Everything is about to change. Just in how people review and utilise video and data, we are going to see massive advancements. Imagine an interaction between a near-eye lens, medium-distance viewing glass and large video screens. There may be an overlay of detailed text data on the small lens, augmented video in the medium distance, with the big scene view on a large screen. The live video, augmented visuals, and text data will work in concert. When looking at a large scene, data will change what you’re seeing in the near-eye screen. With this intelligence augmentation, the system will know that you’re looking at a face or building or license plate; it will help to figure out who or what you’re looking at and show some related information. That is actually all possible today.
A Visionary Model
AI is fast becoming an important asset for ensuring security in smart cities, such as Singapore. AI technology is already being integrated within Singapore’s Home Team border security and homeland security applications. Coupled with video capabilities, this means that law enforcement agents are able to make better decisions through AI-driven perception, processing, and analysis.
Examples of video and AI integration can be seen in law enforcement applications across the other side of the globe – the City of Hartford in the U.S. is a great example of technology used as a force multiplier. Milestone and its partners have worked with the City of Hartford C4 Crime Centre in creating an intelligent city beyond human capability. The Crime Centre uses BriefCam Synopsis technology with the Milestone VMS platform and other analytics like ShotSpotter and Hawkeye Effect GPS location. It also uses Axis IP cameras and all the devices it has aggregated in Hartford to solve crimes that it could not solve before.

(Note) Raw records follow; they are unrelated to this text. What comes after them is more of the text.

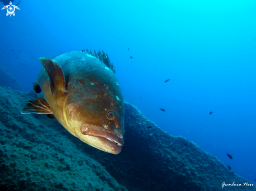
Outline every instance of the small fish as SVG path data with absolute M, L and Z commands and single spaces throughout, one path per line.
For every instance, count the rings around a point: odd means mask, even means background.
M 228 164 L 227 165 L 227 166 L 228 166 L 228 169 L 229 169 L 229 170 L 230 170 L 230 171 L 231 171 L 231 167 L 230 167 L 230 166 L 229 166 L 228 165 Z
M 228 153 L 226 153 L 226 154 L 227 154 L 227 156 L 228 157 L 228 158 L 229 158 L 229 159 L 233 159 L 233 157 L 232 157 L 232 156 L 231 156 L 230 154 L 228 154 Z
M 44 98 L 29 101 L 21 114 L 48 114 L 81 141 L 112 154 L 121 152 L 124 101 L 107 54 L 85 50 L 39 61 L 34 90 Z

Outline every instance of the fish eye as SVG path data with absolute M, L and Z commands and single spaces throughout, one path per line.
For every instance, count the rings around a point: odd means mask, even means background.
M 114 120 L 116 118 L 116 115 L 115 115 L 115 112 L 112 111 L 107 112 L 107 118 L 110 120 Z

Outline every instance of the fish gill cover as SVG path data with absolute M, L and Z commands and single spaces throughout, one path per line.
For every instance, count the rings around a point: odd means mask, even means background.
M 0 187 L 5 190 L 221 190 L 248 183 L 193 142 L 173 137 L 125 103 L 117 156 L 83 144 L 55 120 L 19 111 L 34 92 L 0 87 Z M 151 128 L 149 128 L 148 127 Z M 254 190 L 226 186 L 225 190 Z

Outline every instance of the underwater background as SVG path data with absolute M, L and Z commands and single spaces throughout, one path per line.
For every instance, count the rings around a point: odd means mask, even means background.
M 21 0 L 17 6 L 15 17 L 0 11 L 0 63 L 23 91 L 32 91 L 39 57 L 103 50 L 126 101 L 236 174 L 256 178 L 256 2 Z

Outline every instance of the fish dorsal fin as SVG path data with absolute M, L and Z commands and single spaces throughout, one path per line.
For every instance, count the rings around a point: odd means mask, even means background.
M 114 74 L 116 74 L 116 70 L 115 69 L 115 67 L 114 67 L 113 63 L 110 63 L 110 61 L 109 60 L 109 58 L 107 54 L 105 54 L 103 51 L 102 51 L 102 53 L 101 52 L 101 51 L 99 50 L 98 53 L 96 53 L 94 50 L 94 52 L 92 52 L 91 50 L 90 51 L 88 50 L 82 50 L 82 52 L 84 52 L 85 54 L 90 54 L 95 57 L 98 58 L 101 61 L 102 61 L 103 63 L 105 64 L 106 66 L 107 66 L 108 68 L 109 68 Z
M 40 58 L 39 61 L 48 75 L 50 91 L 55 100 L 58 96 L 66 93 L 63 71 L 60 65 L 51 59 Z
M 23 114 L 29 113 L 37 113 L 39 114 L 52 114 L 50 106 L 46 101 L 42 98 L 37 98 L 35 100 L 30 100 L 21 110 L 20 112 Z

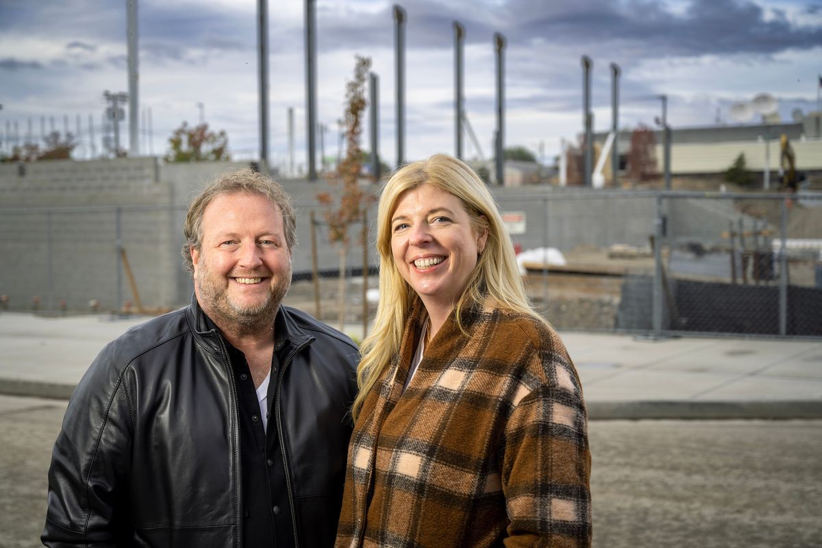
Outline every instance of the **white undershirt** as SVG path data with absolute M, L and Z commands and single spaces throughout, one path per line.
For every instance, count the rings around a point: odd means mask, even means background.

Not only are many more crimes therefore now solvable, but also the crime centre does not have to spend 30 hours doing low-cognitive, manual tasks, like freezing on a rooftop to watch a drughouse all day and night. Officers can now sit at their desk and within just a few minutes, know exactly where a drughouse is by seeing an augmented reality of foot traffic over time, accordioned into useful overview.

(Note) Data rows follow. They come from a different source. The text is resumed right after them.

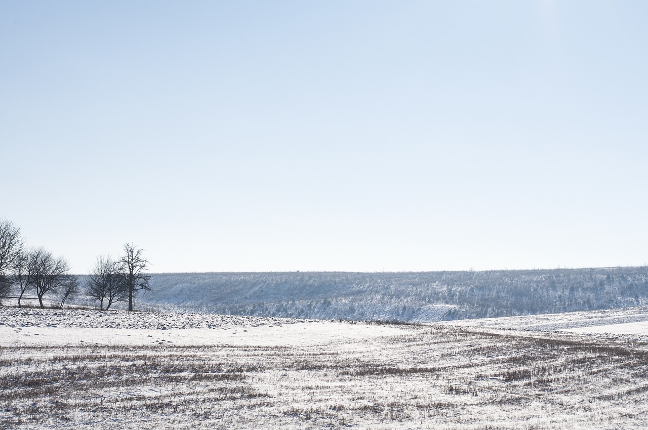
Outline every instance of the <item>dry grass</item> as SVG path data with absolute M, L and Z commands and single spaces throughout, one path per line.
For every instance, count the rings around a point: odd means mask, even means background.
M 0 348 L 0 427 L 644 428 L 648 350 L 411 326 L 307 346 Z

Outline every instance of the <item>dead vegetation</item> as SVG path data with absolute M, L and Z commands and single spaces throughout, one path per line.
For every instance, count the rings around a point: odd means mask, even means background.
M 0 427 L 648 424 L 645 345 L 452 326 L 408 333 L 304 346 L 2 348 Z

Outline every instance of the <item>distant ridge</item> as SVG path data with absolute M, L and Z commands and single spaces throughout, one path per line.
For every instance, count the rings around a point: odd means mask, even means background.
M 231 315 L 425 322 L 648 304 L 648 267 L 156 273 L 139 303 Z

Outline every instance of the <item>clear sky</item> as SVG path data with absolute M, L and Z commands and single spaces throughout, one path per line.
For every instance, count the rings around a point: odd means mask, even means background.
M 0 218 L 86 273 L 648 262 L 648 2 L 0 2 Z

Officers can simply go into the data and extract the problem. That precision and efficient use of resources is a game-changer in how we as humans will work in our normal jobs. This is just one of many examples that we are seeing as we identify and address the problems we need to solve using new technologies.
An Intelligence Revolution
Having machines take over low-cognitive tasks will be the big trend for years to come. With proper aggregation of information, machines can be better at low-cognitive tasks than humans are, and often deliver a better quality of service than humans.

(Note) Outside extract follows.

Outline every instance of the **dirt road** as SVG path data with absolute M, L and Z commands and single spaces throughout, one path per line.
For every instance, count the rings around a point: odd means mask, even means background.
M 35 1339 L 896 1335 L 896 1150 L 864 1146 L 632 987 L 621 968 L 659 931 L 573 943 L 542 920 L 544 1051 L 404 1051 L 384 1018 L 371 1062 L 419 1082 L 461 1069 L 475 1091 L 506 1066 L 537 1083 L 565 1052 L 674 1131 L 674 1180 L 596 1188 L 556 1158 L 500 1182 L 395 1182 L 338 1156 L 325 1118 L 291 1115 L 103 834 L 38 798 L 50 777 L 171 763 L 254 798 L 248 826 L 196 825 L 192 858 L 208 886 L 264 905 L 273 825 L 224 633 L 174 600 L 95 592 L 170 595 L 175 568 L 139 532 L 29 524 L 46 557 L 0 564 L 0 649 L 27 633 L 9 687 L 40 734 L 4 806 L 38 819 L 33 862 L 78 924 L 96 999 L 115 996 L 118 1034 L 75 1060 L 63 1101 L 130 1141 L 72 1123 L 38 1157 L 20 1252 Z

Amazon is applying this to retail stores where the concept of a checkout is being replaced by customers simply walking out. By using data from smartphones, cameras, sensors, purchase histories and other data points, Amazon is making it possible for us to walk into a store, pick up what we need and walk out. Everything else is taken care of by machines.
This type of thinking and tool creation is in its earliest infancy but will continue to address problems that are of more value to our lives.
In the book ‘The Inevitable’, Kevin Keely suggests that the next 10,000 startup businesses will be based on bringing Artificial Intelligence to something, like what happened during the industrial revolution when everything was electrified. We’ve seen washing machines, for example, go from manual operation, to electric and now to having a network port and some level of AI.
The intelligence revolution is happening all around us. It will be very disruptive within the security and surveillance industry — but also insightful and liberating as we free human efforts for higher cognitive processes that address the larger challenges.